The DataMCP layer is the only path agents may use to resolve identifiers (AGENTS rule 22). The Python module is reserved for loaders / pipelines / persistence code; agent code never imports the ORM model directly.

Backfill from legacy JSON blob (migration 0040)

The legacy Instrument.identifiers JSON column is a flat {scheme: value} map. Migration 0040 walks every row, normalises the scheme name (lower-cased, aliases collapsed), and inserts a row into identifier_links with valid_from=valid_to=NULL ("valid for all time the row represents") and confidence=0.7 (so a canonical loader row at confidence=1.0 always wins the resolver tiebreaker).

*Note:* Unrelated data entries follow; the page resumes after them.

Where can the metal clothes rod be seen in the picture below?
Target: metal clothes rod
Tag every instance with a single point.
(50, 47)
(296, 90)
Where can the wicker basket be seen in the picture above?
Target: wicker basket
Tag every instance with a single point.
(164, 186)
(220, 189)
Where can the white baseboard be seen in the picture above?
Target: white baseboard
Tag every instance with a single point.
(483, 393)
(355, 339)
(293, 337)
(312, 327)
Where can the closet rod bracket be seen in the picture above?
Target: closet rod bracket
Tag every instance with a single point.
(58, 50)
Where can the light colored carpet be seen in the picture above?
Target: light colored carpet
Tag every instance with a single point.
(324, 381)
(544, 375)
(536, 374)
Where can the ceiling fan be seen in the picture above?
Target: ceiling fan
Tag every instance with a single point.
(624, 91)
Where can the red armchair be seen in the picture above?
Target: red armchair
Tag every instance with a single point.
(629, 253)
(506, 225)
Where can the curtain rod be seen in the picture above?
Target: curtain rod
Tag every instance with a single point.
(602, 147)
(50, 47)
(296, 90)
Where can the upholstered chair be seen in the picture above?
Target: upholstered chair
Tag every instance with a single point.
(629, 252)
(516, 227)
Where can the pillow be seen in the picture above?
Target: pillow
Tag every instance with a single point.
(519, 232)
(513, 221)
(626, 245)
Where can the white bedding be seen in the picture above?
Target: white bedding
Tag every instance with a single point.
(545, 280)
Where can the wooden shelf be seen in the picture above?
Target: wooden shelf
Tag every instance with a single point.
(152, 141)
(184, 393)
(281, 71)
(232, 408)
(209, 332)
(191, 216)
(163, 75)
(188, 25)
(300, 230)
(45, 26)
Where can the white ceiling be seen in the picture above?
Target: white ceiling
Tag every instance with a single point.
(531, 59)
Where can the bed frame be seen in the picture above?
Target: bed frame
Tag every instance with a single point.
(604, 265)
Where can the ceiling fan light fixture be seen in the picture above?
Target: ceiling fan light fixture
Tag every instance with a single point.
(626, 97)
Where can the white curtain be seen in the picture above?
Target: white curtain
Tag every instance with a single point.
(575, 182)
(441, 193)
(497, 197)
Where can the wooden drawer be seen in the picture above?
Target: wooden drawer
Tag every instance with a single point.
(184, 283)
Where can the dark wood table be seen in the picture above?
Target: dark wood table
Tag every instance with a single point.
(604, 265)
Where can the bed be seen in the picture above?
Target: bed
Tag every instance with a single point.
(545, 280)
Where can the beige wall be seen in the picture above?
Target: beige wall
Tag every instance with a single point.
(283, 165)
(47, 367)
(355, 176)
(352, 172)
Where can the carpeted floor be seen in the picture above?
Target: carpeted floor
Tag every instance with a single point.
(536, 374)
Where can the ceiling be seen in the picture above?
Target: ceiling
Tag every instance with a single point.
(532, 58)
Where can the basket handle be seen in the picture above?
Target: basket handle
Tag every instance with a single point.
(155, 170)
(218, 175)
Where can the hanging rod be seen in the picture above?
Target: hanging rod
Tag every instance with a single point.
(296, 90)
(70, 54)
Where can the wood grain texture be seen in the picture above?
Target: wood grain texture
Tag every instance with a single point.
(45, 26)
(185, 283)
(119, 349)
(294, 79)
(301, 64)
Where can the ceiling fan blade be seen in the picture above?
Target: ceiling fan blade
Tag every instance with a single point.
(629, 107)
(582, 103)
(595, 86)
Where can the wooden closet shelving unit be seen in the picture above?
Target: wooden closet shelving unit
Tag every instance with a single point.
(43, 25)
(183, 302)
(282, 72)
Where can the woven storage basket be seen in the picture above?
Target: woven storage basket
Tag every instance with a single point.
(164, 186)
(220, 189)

The legacy JSON column is kept: readers that haven't migrated to the resolver continue to work. New readers MUST go through the resolver so they see corrected validity windows.

Validity-window semantics

valid_fromvalid_toMeaning
NULLNULLValid for all time the row represents
2018-01-01NULLValid from 2018-01-01, still current
NULL2022-06-09Valid up to (and including) 2022-06-09
2010-05-012015-12-31Valid in the closed-open interval

The valid_to is exclusive -- a row with valid_to=2022-06-09 is NOT valid on 2022-06-09. The lookup predicate is therefore valid_to > as_of, not valid_to >= as_of.

Confidence ordering

When multiple rows satisfy the validity predicate, the highest confidence wins. Default loader rows ship with confidence=1.0; the legacy-blob backfill from migration 0040 uses confidence=0.7 so it's overridden the moment a canonical loader populates the same alias.

Heuristic / fuzzy-match loaders should use confidence in the 0.3-0.6 range so they only win when no canonical row exists.